The solution goes like this: Let S be the minimum vertex cut, $|S|=\kappa \left(G\right)$. Since $\kappa \left(G\right)\le {\kappa }^{\prime }\left(G\right)$ always, we need only provide an edge cut of size |S|. Let ${H}_{1}$ and ${H}_{2}$ be two components of G-S. Since S is a minimum vertex cut, each $v\in S$ has a neighbor in ${H}_{1}$ and a neighbor in ${H}_{2}$. The solution conntinues from here...I really have no clue why the part "Since S is a minimum vertex cut, each $v\in S$ has a neighbor in ${H}_{1}$ and a neighbor in ${H}_{2}$." is true.

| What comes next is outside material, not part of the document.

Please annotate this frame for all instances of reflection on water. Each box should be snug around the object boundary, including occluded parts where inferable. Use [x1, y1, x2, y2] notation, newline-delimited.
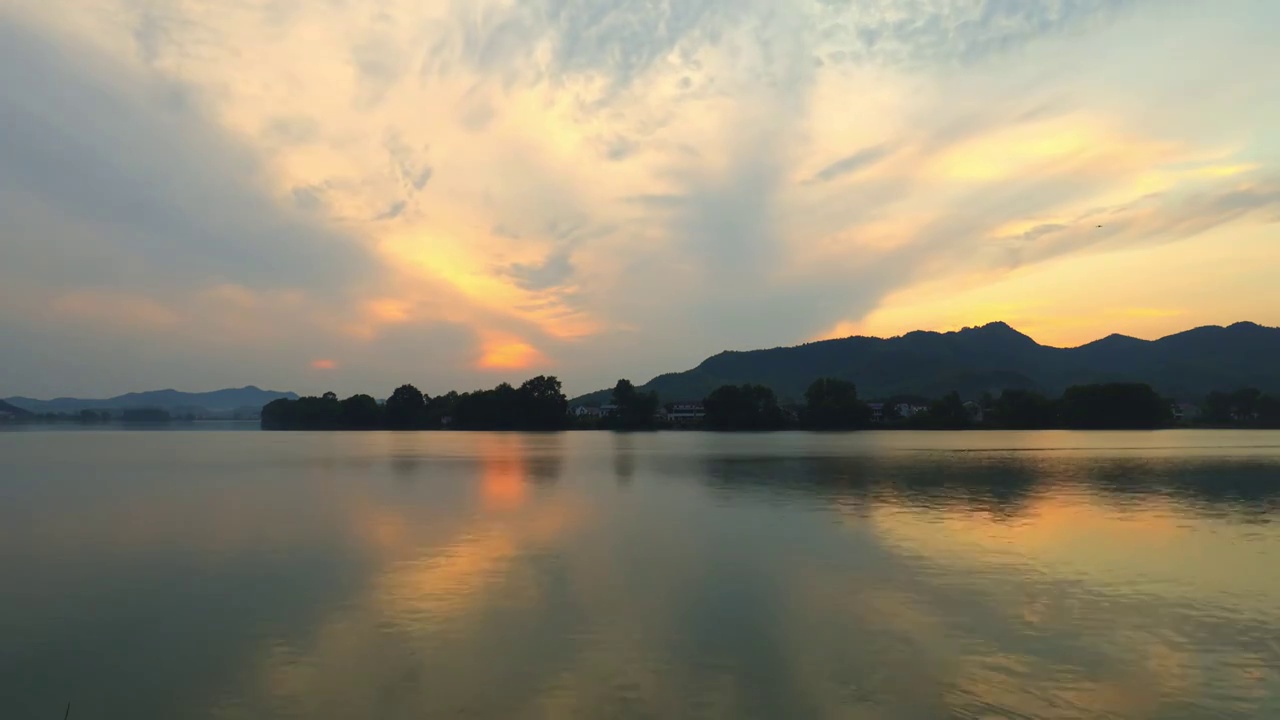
[0, 432, 1280, 719]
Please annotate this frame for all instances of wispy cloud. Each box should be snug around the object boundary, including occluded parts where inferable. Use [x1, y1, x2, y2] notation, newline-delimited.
[0, 0, 1280, 392]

I tried to show it by contradiction but haven't gotten very far: Suppose otherwise; then there exists a vertex $v\in S$ which doesn't have a neighbor in ${H}_{1}$. We can assume that G is connected, hence there is a path joining v with $u\in V\left({H}_{1}\right)$... and I'm stuck. How do I proceed from here? Or should I try to prove this in a completely different way?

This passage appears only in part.